Breast cancer stem cell. About this Research Topic
Therefore, patients were classified into high-risk and low-risk group individually using the optimal RRS RRS corresponding to the maximum sum of specificity and sensitivity in the ROC curve as the cut-off value. In this study, smaller tumour size was validated as an independent factor protecting patients from relapse. Combinatorial expression Evaluation of combinatorial expression of surface markers has been proven to yield a better prognostic value for identifying BCSCs. However, the study of CSCs remains an enigma, and further exploration is needed. Then, potential significant factors were enrolled into the multivariate Cox Proportional Analysis, with the p -value less than 0. Figure S1. After selection, patients were enrolled into our study. Suppression of Wnt protein leads to a significant decrease in stem cell marker expression, and in turn indicating the reduction of BCSC population. Methods In this study, we aimed to develop a prognostic model to predict recurrence based on the prevalence of breast cancer stem cells BCSCs in breast cancer. Epithelial-mesenchymal transition and stem cell markers in patients with HER2-positive metastatic breast cancer. Mol Cancer Ther. We found that our panel worked in both of these two subgroups Fig.
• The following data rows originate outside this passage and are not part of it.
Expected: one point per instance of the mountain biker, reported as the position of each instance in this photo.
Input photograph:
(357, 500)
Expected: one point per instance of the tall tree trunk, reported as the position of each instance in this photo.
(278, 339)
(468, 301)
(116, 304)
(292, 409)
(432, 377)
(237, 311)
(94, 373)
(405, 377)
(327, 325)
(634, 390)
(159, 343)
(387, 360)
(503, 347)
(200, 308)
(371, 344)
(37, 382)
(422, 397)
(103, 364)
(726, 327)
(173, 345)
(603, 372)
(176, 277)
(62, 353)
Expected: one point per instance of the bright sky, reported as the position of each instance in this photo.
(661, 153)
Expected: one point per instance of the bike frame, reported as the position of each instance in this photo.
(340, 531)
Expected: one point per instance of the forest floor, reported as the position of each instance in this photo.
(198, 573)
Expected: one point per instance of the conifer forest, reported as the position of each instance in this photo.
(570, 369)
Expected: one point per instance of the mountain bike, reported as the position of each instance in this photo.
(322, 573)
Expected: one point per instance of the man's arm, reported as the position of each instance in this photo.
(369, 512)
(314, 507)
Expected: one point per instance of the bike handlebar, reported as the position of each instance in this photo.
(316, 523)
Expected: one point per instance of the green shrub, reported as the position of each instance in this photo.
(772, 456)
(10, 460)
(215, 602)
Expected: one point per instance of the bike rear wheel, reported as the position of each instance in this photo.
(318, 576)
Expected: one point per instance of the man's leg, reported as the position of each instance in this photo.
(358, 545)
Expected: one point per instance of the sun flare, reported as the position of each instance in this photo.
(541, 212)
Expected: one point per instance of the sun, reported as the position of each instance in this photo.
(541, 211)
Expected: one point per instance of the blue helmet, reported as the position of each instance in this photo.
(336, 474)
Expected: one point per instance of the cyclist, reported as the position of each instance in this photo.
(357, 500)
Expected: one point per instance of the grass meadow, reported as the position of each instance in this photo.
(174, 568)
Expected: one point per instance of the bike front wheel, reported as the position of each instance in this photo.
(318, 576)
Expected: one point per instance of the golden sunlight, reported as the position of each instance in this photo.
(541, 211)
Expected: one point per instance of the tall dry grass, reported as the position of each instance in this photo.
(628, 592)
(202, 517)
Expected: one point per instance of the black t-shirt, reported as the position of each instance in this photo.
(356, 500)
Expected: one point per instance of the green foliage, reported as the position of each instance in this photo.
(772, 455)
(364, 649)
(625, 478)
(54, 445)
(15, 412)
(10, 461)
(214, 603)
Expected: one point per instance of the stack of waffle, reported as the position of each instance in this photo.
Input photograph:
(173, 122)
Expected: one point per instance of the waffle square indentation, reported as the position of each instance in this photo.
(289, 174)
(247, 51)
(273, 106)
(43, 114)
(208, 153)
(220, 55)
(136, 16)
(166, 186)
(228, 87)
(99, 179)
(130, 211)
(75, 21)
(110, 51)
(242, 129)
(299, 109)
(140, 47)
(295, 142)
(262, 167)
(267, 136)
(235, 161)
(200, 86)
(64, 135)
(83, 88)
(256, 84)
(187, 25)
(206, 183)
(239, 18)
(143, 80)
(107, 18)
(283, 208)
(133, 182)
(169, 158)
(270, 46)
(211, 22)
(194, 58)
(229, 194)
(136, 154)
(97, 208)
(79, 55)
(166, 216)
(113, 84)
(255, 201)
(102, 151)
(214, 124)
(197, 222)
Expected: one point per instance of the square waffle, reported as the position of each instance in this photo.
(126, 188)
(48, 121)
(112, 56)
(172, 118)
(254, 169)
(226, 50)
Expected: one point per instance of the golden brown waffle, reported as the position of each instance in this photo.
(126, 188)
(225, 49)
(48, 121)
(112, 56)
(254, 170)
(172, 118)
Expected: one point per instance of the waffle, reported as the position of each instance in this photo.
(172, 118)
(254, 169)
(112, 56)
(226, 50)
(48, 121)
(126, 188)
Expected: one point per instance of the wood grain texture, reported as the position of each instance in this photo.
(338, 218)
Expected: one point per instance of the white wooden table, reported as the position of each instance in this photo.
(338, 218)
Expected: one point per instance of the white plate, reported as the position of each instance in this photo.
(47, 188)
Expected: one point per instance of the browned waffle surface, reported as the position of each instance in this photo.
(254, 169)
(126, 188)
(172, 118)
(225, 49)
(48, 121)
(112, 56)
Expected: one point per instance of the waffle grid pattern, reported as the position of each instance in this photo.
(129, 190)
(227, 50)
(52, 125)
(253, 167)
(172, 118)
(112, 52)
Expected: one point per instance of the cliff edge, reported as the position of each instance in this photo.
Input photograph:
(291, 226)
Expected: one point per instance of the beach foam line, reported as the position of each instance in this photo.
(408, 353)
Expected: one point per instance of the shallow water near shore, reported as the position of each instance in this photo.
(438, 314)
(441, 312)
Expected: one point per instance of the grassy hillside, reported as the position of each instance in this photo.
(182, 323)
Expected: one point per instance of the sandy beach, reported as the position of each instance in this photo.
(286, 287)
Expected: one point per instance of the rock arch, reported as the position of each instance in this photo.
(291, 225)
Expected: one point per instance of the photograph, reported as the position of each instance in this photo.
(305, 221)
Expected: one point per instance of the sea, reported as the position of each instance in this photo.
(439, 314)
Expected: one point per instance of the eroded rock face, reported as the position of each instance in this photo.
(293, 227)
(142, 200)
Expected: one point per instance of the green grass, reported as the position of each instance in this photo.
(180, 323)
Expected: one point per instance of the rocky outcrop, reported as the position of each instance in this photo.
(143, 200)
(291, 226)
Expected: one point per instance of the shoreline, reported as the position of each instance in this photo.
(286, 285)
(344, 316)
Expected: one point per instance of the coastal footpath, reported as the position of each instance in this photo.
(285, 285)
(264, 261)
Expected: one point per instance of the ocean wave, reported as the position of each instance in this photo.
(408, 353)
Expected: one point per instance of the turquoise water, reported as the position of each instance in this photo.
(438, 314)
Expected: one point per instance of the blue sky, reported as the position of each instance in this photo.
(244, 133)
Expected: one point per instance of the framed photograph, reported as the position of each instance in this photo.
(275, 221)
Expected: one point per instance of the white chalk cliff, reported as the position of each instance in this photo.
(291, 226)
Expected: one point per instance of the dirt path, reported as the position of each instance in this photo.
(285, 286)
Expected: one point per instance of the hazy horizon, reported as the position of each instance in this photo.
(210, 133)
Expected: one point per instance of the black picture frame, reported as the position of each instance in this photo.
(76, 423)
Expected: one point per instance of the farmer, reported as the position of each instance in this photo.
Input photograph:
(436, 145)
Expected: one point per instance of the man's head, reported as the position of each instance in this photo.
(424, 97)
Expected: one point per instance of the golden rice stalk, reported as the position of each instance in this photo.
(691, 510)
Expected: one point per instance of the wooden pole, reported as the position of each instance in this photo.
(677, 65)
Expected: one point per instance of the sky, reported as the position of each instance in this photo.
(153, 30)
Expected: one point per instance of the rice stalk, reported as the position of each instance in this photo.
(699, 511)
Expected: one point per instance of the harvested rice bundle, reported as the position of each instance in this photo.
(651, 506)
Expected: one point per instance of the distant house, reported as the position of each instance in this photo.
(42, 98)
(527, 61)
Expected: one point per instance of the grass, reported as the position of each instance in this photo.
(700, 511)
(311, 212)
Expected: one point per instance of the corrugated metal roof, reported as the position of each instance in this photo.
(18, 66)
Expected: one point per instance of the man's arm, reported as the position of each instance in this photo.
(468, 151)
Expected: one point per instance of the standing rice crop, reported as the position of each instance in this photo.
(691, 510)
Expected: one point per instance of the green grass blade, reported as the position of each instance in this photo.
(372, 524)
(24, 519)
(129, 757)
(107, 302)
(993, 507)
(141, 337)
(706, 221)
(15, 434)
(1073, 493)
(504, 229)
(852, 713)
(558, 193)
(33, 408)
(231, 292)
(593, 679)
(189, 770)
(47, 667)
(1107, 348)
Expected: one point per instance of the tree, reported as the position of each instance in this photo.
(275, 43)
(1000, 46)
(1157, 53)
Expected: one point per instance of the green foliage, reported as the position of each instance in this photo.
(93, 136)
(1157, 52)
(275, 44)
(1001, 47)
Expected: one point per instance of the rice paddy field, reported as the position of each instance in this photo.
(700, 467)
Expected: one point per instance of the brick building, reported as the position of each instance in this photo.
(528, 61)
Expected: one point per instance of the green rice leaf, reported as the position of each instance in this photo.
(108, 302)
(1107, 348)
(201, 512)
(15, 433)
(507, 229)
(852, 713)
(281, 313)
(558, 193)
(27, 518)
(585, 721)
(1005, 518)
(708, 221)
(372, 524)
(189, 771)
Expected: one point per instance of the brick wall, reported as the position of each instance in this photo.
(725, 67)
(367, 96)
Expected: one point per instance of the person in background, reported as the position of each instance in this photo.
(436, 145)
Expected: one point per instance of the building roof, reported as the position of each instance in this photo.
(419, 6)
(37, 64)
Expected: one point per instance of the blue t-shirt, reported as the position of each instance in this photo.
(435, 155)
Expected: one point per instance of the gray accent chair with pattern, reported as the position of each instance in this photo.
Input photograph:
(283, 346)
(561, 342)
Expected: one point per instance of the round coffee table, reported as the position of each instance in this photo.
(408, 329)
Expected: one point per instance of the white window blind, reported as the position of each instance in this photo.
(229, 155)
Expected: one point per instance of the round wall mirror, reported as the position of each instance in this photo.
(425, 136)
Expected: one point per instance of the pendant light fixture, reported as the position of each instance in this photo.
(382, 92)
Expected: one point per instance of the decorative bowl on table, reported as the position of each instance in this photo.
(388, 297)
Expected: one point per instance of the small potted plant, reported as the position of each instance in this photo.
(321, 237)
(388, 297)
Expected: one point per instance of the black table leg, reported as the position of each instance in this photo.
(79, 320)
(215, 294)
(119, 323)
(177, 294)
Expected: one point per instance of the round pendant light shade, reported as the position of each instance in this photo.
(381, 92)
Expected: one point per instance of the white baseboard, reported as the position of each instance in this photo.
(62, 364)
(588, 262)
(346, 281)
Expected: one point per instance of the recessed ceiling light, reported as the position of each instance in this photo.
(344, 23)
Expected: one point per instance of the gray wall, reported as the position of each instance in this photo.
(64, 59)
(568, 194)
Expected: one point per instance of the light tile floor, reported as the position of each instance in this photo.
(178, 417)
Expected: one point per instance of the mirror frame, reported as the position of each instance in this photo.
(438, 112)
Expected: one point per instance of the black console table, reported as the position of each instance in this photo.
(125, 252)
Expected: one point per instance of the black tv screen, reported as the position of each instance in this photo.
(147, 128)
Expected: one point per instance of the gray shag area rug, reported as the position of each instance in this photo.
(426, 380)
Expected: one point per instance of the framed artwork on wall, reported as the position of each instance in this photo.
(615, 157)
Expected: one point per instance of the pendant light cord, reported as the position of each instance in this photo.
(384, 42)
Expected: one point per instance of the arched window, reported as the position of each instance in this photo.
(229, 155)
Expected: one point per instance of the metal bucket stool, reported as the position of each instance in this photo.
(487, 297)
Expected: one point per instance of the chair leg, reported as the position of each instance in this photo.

A small subset of breast cancer cells, which share similar properties with normal stem cells, has been proven to resist to clinical therapy contributing to recurrence.
This aggressive progression and recurrence of this disease has been attributed the presence of a subset of tumor cells known as breast cancer stem cells BCSCs. These cells possess the abilities of self-renewal and tumor initiation, allowing them to be drivers of metastases and tumor growth. Cancer stem cells in breast tumors were first discovered in Some have suggested that normal cells undergo mutations that result in their transformation into BCSCs,  while others believe that these cells come from the misplacement of somatic stem cells de novo. The expression of key surface markers have been used to identify and isolate BCSCs. The tumor niche is which these BCSCs reside supports their growth and self-renewal. This microenvironment provides these cells with a physical anchoring site, a process mediated by adhesion molecules, components of the extracellular matrix ECM and factors secreted by stromal cells. As a result, primary breast cancer tumors quickly form metastases in distant sites.